Probably because quaternions values when interpolated directly could produce invalid values, and as a result - has to be normalized. Plus its vectorized this way.

 

Awesome, thank you so much! Wasn't aware of nLerp.

 

Hi. Looking at your ecs variable naming choices I sense some possible confusion there, please let me clear some things out:

Code (CSharp):

1. float3 localPosition = EntityManager.GetComponentData<Translation>(entity).Value;
2. quaternion localRotation = EntityManager.GetComponentData<Rotation>(entity).Value;
3. LocalToWorld transform = EntityManager.GetComponentData<LocalToWorld>(entity);
4. float3 worldPosition = transform.Position;
5. quaternion worldRotation = transform.Rotation;

LocalToWorld

is your final transformation matrix for given entity.

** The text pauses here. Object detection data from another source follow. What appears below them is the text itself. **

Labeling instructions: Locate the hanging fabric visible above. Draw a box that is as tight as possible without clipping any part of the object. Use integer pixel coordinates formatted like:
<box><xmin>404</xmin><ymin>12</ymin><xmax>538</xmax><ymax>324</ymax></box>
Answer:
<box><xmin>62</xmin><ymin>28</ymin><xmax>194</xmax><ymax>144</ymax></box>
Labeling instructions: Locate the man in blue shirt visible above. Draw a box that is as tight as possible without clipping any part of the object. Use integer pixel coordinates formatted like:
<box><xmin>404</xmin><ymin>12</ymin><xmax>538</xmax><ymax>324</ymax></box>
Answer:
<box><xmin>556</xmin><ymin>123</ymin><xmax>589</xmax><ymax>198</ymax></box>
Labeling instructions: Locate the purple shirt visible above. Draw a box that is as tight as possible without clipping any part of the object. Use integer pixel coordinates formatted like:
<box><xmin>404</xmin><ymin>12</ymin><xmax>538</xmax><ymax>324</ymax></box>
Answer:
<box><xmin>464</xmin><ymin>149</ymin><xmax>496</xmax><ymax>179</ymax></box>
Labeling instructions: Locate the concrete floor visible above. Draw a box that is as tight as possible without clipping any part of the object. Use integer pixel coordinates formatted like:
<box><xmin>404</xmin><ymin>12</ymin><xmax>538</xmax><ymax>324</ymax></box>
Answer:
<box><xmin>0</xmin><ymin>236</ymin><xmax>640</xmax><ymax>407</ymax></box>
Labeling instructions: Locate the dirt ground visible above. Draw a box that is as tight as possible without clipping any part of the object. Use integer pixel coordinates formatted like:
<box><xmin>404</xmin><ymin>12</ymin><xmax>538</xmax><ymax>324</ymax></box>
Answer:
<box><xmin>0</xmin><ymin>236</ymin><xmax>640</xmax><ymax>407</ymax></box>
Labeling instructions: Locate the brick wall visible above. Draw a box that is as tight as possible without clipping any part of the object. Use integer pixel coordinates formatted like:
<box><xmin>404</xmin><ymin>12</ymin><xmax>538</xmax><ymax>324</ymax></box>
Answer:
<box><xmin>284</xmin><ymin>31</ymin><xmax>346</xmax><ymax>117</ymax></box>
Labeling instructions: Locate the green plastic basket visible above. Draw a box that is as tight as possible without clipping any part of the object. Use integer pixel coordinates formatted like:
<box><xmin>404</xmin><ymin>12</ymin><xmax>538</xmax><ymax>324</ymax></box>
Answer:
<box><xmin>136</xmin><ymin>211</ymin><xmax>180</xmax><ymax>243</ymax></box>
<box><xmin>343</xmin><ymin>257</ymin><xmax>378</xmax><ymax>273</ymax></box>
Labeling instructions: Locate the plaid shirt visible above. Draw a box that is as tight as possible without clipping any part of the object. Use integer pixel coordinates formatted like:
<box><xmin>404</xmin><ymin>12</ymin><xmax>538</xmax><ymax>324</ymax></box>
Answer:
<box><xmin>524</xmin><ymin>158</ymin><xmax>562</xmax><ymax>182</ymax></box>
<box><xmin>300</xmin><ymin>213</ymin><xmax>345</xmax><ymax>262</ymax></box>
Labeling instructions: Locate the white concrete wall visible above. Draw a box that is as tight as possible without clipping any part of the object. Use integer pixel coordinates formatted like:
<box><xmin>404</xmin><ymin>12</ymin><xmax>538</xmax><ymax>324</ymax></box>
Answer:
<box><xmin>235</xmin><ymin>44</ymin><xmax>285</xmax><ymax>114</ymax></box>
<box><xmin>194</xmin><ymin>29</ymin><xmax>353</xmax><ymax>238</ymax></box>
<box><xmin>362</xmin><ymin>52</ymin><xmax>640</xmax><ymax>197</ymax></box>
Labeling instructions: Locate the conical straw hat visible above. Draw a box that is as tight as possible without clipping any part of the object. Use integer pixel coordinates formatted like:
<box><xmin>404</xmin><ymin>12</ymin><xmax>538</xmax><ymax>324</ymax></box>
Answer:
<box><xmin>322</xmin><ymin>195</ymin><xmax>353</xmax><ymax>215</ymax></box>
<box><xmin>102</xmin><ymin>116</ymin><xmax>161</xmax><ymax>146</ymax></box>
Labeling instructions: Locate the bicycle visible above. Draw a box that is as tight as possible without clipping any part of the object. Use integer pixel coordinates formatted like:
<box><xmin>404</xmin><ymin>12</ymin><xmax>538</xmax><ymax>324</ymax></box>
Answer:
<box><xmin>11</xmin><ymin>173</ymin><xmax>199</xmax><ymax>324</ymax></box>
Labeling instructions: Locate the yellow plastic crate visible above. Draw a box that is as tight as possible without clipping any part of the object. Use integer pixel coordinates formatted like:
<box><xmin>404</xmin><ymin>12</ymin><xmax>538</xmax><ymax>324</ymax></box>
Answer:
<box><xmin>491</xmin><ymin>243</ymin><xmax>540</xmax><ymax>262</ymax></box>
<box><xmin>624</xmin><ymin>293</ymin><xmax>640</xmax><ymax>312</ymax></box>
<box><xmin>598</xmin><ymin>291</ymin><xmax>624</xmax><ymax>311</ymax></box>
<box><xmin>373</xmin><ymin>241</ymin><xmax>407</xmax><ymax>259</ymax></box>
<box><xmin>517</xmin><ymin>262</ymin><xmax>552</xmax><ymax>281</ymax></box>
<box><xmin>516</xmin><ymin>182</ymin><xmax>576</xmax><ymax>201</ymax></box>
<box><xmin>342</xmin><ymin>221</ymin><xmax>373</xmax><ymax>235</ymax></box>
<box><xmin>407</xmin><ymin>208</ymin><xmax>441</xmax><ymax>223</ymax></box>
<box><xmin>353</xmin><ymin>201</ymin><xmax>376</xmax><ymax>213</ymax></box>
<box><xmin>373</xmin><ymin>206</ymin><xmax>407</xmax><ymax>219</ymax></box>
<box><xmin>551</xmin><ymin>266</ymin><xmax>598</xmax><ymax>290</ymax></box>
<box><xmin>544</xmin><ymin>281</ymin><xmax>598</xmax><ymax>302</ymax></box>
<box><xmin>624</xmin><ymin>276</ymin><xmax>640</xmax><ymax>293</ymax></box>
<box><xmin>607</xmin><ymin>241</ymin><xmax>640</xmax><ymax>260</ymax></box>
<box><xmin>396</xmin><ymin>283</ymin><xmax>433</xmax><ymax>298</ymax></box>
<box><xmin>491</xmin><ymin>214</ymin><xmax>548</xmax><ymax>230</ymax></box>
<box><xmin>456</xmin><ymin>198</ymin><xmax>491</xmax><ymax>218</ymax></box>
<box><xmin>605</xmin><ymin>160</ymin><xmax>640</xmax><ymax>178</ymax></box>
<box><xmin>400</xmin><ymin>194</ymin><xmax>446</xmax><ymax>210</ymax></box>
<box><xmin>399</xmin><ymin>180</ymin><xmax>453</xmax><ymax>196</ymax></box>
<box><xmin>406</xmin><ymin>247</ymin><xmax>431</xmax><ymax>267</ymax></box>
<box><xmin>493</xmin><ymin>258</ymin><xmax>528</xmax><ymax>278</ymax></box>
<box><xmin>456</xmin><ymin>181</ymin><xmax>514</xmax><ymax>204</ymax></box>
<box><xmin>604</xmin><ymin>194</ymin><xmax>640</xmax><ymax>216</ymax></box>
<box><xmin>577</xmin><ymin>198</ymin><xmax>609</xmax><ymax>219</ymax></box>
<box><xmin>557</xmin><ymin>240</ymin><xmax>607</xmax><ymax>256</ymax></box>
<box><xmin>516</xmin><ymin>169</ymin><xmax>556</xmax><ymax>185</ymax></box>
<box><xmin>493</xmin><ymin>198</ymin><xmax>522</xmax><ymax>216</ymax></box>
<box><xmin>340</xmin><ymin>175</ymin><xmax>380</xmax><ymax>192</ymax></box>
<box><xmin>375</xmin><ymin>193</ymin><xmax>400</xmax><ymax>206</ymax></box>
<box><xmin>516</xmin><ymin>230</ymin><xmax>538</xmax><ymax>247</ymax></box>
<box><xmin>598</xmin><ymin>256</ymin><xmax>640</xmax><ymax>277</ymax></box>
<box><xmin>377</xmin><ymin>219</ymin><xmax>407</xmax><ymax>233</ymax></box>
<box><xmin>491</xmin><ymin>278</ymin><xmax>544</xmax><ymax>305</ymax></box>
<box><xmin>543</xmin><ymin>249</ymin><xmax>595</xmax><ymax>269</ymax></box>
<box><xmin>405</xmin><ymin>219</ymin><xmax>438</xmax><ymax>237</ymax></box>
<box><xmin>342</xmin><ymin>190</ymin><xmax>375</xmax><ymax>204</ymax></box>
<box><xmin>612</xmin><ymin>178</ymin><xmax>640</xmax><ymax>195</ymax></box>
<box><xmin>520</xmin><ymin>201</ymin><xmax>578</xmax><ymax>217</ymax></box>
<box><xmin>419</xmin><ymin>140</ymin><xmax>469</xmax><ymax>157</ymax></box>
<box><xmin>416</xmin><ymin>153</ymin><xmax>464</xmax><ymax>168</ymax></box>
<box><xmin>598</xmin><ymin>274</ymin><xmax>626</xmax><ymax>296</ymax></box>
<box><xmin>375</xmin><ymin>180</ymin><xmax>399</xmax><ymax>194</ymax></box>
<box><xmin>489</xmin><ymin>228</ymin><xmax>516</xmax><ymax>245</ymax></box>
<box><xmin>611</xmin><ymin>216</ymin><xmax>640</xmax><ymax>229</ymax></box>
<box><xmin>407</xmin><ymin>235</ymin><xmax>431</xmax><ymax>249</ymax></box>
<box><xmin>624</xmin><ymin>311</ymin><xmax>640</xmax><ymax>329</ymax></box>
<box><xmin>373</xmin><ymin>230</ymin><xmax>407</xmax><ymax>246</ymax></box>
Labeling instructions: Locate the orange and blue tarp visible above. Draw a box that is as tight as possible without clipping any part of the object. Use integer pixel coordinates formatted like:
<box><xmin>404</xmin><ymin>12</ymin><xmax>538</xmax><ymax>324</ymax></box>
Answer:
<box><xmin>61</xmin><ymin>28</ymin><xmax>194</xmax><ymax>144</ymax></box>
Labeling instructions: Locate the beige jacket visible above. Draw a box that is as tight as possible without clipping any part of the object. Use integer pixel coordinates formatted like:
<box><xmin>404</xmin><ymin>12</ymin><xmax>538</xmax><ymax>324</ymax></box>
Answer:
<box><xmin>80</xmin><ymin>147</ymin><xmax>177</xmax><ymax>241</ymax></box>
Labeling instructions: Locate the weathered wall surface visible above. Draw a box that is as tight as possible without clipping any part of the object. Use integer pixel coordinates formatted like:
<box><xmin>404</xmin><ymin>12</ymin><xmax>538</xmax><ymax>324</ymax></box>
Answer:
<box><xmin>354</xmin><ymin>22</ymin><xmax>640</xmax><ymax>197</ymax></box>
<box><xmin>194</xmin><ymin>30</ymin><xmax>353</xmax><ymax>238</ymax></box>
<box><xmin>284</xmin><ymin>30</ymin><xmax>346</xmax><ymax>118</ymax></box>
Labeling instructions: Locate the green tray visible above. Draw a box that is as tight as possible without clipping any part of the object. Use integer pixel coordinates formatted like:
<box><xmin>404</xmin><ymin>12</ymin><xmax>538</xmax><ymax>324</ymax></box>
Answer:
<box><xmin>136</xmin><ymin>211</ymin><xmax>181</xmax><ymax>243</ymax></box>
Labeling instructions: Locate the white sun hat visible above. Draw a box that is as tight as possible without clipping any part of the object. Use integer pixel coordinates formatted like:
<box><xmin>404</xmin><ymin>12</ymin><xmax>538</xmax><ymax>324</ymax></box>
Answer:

Both

Translation

(local translation) and

Rotation

(local rotation) are inputs for

TransformSystemGroup

's systems to calculate

LocalToWorld

.

 

My first iteration when translating this code into dots would probably be something like this (not tested at all, just an initial sketch):

Code (CSharp):

1. struct JobData : IComponentData
2. {
3.     public float3 lastPoint;
4.     public float3 target;
5.     public float w;
6.     public quaternion pointRotation;
7. }
8.  
9. Entities
10.     .WithName("some_kind_of_rotation_job")
11.     .WithChangeFilter<JobData,Rotation>()
12.     .ForEach( ( ref Rotation localRotation , in JobData data , in LocalToWorld transform ) =>
13.     {
14.         float3 worldPosition = transform.Position;
15.         float3 toLastPoint = data.lastPoint - worldPosition;
16.         float3 toTarget = data.target - worldPosition;
17.         quaternion targetRotation = math.mul( FromToRotation(toLastPoint,toTarget) , data.pointRotation );
18.         quaternion newWorldRotation = math.slerp( data.pointRotation , targetRotation , math.saturate(data.w) );
19.  
20.         localRotation.Value = math.mul( newWorldRotation , math.inverse(transform.Rotation) );// idk
21.     })
22.     .WithBurst().ScheduleParallel();